Artinya, dalam kondisi apapun anak angkat tetap tidak boleh bernasab kepada ayah angkatnya. Allah berfirman:
ادْعُوهُمْ لِآبَائِهِمْ هُوَ أَقْسَطُ عِنْدَ اللَّهِ فَإِنْ لَمْ تَعْلَمُوا آبَاءَهُمْ فَإِخْوَانُكُمْ فِي الدِّينِ وَمَوَالِيكُمْ وَلَيْسَ عَلَيْكُمْ جُنَاحٌ فِيمَا أَخْطَأْتُمْ بِهِ وَلَكِنْ مَا تَعَمَّدَتْ قُلُوبُكُمْ وَكَانَ اللَّهُ غَفُورًا رَحِيمًا
Artinya:
“Panggillah mereka (anak-anak angkat itu) dengan menasabkan kepada bapak-napak mereka. Hal itu lebih adil di sisi Allah. Maka apabila kalian tidak mengetahui bapak-bapak mereka maka panggillah mereka sebagai saudaramu dalam agama dan maula-maula kalian. Tidak ada dosa atas kalian di dalam apa yang tak kalian sengaja, akan tetapi berdosa apa yang disengaja oleh hati kalian. Dan adalah Allah Maha Pengampun lagi Maha Penyayang.” (QS. Al-Ahzab:5)
Hanya saja Imam Ibnu Kasir dalam tafsirnya Tafsir al-Qur’an al-Azhim membolehkan ayah angkat memanggil anak angkatnya dengan sebutan ya bunayya (hai anakku).
Sebagaimana yang pernah dilakukan Nabi Muhammad kepada Anas bin Malik “Qala li Rasulullahi ya bunayya” (Rasulullah memanggilku dengan sebutan “waha anakku”).
Anak angkat Apakah Menjadi Mahram?
Untuk menjawab pertanyaan ini, perlu dirinci sebagai berikut:
Pertama, jika pengangkatan anak dilakukan ketika si anak masih belum berumur 2 tahun, maka radha’ah (susuan) menyebabkan anak angkat dan ibu yang menyusuinya serta anak-anaknya menjadi mahram.
Kedua, jika pengangkatan anak dilakukan setelah anak umur 2 tahun, maka status anak angkat adalah anak orang lain, dan ketiga, jika anak yang diadopsi mahram sejak awal, maka anak angkat dan orang tua angkat adalah mahram.
Konsekuensinya, ketika keduanya menikah, maka hukum pernikahan di antara mereka adalah haram.
Namun jika keduanya tidak ada mahram, maka keduanya diperbolehkan untuk menikah.
Meskipun secara hukum keduanya boleh dan sah untuk menikah namun bisa jadi ini akan menjadi bahan perbincangan di masyarakat karena dianggap sebagai sesuatu yang tak lumrah (tabu).
Sahkah Ayah Angkat Menjadi Wali Nikah?
Dalam kitab Taqrib karya Imam Abu Suja’ disebutkan bahwa urutan wali nikah adalah sebagai berikut:
أولى الولاة الأب ثم الجد أبو الأب ثم الأخ للأب والأم ثم الأخ للأب ثم ابن الأخ للأب والأم ثم ابن الأخ للأب ثم العم ثم ابنه على هذا الترتيب فإذا عدمت العصبات ف…الحاكم
Artinya:
“Yang berhak menjadi wali (nikah) adalah ayah, kakek, saudara kandung, saudara seayah, keponakan kandung, keponakan seayah, paman dari ayah, kemudian sepupu (anak paman).

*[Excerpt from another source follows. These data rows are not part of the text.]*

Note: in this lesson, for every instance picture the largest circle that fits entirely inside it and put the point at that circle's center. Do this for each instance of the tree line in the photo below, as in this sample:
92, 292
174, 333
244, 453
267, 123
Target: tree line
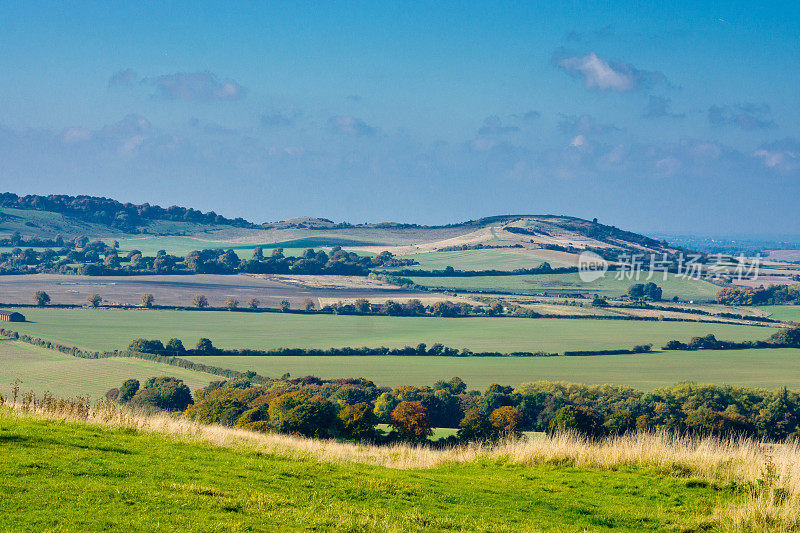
351, 409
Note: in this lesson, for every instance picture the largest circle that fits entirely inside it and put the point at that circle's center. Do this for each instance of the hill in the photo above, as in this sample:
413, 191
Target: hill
95, 217
157, 474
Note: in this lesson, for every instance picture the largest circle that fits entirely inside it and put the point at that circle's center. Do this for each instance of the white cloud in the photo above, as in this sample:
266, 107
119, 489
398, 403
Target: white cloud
598, 73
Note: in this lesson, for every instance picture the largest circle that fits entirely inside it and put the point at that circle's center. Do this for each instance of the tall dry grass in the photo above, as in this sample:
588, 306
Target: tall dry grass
767, 475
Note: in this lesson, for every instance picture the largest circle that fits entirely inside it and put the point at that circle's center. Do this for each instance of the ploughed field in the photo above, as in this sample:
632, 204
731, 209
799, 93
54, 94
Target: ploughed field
178, 290
685, 289
109, 329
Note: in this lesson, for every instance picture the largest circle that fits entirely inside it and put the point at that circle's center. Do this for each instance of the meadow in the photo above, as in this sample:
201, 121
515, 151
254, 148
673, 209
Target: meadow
770, 368
43, 370
685, 289
497, 259
783, 312
87, 477
108, 329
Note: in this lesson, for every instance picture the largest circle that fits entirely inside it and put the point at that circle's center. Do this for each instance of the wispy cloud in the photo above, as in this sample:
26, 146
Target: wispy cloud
747, 116
603, 75
349, 125
659, 107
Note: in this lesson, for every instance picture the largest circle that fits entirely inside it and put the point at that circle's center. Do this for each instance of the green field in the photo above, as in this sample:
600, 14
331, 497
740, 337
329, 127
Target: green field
498, 259
771, 369
685, 289
783, 312
57, 476
106, 329
42, 370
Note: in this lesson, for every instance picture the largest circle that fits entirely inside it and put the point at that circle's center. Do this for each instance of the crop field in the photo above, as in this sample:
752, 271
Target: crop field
82, 477
783, 312
42, 370
107, 329
685, 289
179, 289
497, 259
769, 368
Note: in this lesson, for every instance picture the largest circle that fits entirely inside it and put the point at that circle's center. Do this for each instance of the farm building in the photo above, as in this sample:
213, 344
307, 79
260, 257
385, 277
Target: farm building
11, 316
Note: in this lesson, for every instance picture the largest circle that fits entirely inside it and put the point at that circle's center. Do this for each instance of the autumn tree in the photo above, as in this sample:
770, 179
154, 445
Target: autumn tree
410, 420
41, 298
94, 299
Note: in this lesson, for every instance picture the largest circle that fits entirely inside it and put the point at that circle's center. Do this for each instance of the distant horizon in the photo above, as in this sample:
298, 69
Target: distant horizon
679, 117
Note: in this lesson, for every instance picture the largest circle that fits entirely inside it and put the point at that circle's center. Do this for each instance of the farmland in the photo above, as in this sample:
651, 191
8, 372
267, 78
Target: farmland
42, 370
770, 369
685, 289
178, 290
108, 329
783, 312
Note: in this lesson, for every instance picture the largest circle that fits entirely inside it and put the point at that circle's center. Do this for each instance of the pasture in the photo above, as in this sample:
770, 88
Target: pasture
43, 370
178, 290
108, 329
684, 289
85, 477
783, 312
491, 259
768, 368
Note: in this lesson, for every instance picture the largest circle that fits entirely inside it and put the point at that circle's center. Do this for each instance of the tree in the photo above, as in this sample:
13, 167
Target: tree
200, 301
175, 347
636, 291
95, 300
362, 305
506, 421
128, 390
147, 300
358, 421
41, 298
581, 419
410, 419
475, 427
204, 346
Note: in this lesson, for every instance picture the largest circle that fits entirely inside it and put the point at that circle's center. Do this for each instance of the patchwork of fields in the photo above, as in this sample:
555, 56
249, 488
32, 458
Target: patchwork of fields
770, 369
108, 329
685, 289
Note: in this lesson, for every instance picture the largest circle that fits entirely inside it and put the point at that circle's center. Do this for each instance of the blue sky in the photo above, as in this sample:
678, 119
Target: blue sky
654, 116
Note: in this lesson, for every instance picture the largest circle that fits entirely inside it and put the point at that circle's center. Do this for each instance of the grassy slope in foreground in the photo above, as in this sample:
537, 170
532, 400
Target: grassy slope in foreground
685, 289
63, 375
106, 329
75, 477
769, 369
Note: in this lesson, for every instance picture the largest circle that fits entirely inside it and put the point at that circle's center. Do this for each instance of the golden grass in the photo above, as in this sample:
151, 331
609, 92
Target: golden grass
767, 475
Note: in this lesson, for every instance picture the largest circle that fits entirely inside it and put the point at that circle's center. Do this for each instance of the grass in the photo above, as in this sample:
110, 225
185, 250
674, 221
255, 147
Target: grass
106, 329
42, 370
499, 259
783, 312
685, 289
67, 476
770, 369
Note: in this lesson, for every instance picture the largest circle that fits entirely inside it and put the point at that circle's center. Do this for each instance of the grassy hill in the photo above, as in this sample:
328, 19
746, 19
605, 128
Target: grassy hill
68, 476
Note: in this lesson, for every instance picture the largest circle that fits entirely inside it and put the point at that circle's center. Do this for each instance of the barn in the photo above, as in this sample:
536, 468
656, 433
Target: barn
11, 316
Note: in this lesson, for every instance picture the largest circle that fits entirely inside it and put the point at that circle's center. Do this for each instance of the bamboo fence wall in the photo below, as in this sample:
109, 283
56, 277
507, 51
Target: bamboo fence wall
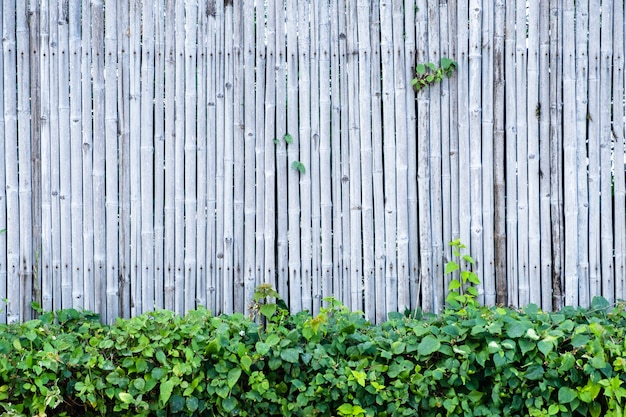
171, 154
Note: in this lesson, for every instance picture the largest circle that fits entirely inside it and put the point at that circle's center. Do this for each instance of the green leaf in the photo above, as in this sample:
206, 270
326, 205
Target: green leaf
268, 310
566, 395
451, 267
290, 355
428, 345
126, 397
165, 392
233, 377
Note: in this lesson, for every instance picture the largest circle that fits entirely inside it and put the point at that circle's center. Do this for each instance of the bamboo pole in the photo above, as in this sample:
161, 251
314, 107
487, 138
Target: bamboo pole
611, 75
619, 152
556, 148
533, 117
98, 109
24, 154
10, 145
47, 47
326, 202
366, 158
304, 135
544, 156
169, 206
581, 209
511, 155
354, 159
435, 137
202, 239
179, 161
271, 135
500, 251
190, 150
123, 114
594, 121
377, 169
239, 158
293, 176
570, 131
282, 251
487, 135
389, 155
135, 158
3, 190
145, 276
229, 135
159, 154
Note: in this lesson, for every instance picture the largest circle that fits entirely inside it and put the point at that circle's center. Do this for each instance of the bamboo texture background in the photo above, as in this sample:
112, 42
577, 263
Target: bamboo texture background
149, 153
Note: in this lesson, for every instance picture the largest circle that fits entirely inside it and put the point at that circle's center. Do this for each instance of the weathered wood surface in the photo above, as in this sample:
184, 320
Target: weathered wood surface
171, 154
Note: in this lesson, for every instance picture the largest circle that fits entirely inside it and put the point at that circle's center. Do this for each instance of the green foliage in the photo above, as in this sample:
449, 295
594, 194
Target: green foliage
470, 360
427, 74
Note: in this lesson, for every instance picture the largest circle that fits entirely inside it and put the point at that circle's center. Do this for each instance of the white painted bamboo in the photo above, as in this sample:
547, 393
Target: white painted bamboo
179, 160
619, 152
344, 151
426, 280
134, 169
98, 108
366, 159
3, 190
463, 105
353, 158
262, 144
389, 158
228, 234
47, 47
521, 126
11, 156
435, 138
582, 206
377, 169
487, 135
544, 156
316, 187
249, 142
499, 154
190, 151
24, 153
594, 121
271, 135
145, 276
556, 148
282, 251
33, 289
293, 155
325, 180
239, 157
220, 181
511, 154
159, 154
533, 116
304, 147
336, 154
202, 240
59, 81
446, 135
570, 130
212, 122
123, 115
169, 206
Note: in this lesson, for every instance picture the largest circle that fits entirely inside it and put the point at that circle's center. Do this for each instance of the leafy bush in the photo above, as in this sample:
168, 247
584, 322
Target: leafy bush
474, 361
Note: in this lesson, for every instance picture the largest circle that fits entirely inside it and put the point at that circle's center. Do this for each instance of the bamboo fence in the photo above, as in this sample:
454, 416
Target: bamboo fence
175, 154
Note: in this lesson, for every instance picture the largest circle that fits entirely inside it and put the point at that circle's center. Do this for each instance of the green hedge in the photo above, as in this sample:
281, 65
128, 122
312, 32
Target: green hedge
467, 361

Jika mereka tidak ada, maka hak wali pindah ke wali hakim.”
Dari daftar nama-nama tersebut, ayah angkat tereliminasi dari keberhakannya menjadi wali nikah.
Meski begitu, ayah angkat punya peluang menjadi wali nikah dari anak-anak angkatnya melalui cara tawkil (mewakilan).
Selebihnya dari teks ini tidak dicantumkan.